1Preheat oven to 350 degrees.
Grease your muffin tin. I used papers and sprayed them with cooking spray. (You could probably line with parchment for easy removal).
2In a separate bowl, Mix the baking powder, baking soda, sea salt and flour in a large bowl.
3In your mixing bowl beat the room temperature butter until light and creamy. Add room temperature cream cheese and continue to beat until well combined and light. Add brown sugar to butter and cheese and continue beating for about 4-5 minutes.
4Add the egg and beat until completely combined. Add the mashed bananas. If using frozen bananas, thaw completely, mash and add any liquid that comes from the bananas into the bread mixture. Beat until combined.
5Add flour mixture a little at a time beating after each addition.
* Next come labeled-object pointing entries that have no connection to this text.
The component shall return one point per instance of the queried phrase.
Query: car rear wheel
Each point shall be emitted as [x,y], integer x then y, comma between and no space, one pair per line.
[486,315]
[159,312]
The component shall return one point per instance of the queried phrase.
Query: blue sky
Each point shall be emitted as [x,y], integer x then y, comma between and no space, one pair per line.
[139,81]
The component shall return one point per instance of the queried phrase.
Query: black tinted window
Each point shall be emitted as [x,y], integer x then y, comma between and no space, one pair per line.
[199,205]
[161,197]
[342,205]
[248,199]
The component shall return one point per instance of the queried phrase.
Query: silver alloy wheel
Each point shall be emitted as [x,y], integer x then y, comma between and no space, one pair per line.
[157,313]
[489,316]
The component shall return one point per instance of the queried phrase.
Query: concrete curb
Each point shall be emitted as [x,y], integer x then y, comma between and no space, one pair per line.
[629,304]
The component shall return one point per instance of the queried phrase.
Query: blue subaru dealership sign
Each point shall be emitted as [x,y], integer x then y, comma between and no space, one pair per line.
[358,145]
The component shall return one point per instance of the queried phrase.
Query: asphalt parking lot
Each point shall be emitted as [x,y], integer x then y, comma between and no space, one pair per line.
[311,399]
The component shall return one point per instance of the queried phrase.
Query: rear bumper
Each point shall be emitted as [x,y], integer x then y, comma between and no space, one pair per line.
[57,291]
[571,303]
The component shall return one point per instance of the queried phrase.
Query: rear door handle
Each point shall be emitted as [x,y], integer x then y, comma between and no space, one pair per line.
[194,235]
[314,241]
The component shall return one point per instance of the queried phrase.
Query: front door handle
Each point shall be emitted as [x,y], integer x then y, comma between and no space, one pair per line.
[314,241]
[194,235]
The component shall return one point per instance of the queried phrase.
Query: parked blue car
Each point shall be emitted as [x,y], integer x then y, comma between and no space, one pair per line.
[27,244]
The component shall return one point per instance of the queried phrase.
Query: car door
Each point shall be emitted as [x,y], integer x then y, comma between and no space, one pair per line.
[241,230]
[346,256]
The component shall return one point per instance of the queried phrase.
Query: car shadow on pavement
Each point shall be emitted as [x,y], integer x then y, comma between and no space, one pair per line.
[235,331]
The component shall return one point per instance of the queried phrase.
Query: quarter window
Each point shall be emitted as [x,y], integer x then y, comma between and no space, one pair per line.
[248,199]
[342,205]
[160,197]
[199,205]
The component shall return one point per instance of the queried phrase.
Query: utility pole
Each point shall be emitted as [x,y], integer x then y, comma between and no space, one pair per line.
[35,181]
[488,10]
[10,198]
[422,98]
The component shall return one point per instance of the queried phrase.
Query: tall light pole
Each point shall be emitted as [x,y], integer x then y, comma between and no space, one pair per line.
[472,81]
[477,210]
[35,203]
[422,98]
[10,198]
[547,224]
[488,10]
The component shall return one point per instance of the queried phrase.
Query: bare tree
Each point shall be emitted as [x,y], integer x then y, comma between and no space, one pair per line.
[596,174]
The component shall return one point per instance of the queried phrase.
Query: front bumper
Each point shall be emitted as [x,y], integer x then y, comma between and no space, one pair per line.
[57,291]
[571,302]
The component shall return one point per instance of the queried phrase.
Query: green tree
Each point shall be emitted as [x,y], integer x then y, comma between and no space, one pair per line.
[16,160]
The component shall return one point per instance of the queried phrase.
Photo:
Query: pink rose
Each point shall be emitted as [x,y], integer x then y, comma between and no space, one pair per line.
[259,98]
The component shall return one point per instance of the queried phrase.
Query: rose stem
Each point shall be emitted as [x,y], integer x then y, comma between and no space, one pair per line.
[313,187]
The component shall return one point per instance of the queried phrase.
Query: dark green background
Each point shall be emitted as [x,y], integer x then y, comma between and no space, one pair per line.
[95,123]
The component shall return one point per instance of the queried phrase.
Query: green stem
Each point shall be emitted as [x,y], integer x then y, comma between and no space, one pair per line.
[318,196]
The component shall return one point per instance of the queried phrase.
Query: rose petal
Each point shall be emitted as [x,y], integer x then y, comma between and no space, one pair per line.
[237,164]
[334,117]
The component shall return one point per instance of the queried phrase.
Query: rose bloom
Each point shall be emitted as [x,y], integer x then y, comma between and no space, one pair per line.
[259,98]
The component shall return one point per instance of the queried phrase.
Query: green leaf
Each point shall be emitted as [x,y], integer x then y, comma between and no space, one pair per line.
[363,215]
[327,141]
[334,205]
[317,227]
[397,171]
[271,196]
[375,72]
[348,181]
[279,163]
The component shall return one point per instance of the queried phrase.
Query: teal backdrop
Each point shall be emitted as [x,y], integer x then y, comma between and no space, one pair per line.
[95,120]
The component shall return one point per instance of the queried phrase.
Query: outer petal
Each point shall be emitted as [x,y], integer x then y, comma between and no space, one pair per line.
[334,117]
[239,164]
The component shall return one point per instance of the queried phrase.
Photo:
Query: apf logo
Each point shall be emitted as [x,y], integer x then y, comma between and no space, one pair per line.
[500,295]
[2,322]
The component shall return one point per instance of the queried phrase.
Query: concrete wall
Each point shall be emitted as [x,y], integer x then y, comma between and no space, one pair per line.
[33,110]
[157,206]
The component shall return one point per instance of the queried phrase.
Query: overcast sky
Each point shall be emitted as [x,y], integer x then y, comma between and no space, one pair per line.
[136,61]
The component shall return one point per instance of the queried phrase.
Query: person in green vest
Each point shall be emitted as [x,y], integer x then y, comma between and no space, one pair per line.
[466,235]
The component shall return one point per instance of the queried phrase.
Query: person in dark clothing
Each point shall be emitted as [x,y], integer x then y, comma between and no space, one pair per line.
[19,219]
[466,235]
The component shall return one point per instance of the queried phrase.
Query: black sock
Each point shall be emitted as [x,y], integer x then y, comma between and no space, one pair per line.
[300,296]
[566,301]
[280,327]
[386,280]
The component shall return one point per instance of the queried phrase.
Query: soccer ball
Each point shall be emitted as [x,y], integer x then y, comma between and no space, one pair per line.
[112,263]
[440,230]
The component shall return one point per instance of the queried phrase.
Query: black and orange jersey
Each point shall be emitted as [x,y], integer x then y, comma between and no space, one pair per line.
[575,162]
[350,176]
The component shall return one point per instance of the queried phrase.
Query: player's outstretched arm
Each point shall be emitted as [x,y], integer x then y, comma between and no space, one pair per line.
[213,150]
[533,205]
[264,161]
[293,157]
If using pecans or nuts, fold into batter now. I mixed in pecans in half the batter. Pour into loaf pan or muffin tins.
Recipe says loaf will bake in 40-55 minutes. I began checking muffins at 18 minutes and they were ready between 20 and 23 minutes.
6Bread is ready when knife inserted in center comes out clean. Look at the picture, Prior to baking, I placed a half a pecan on the banana muffins with nuts so I could distinguish them from the ones without.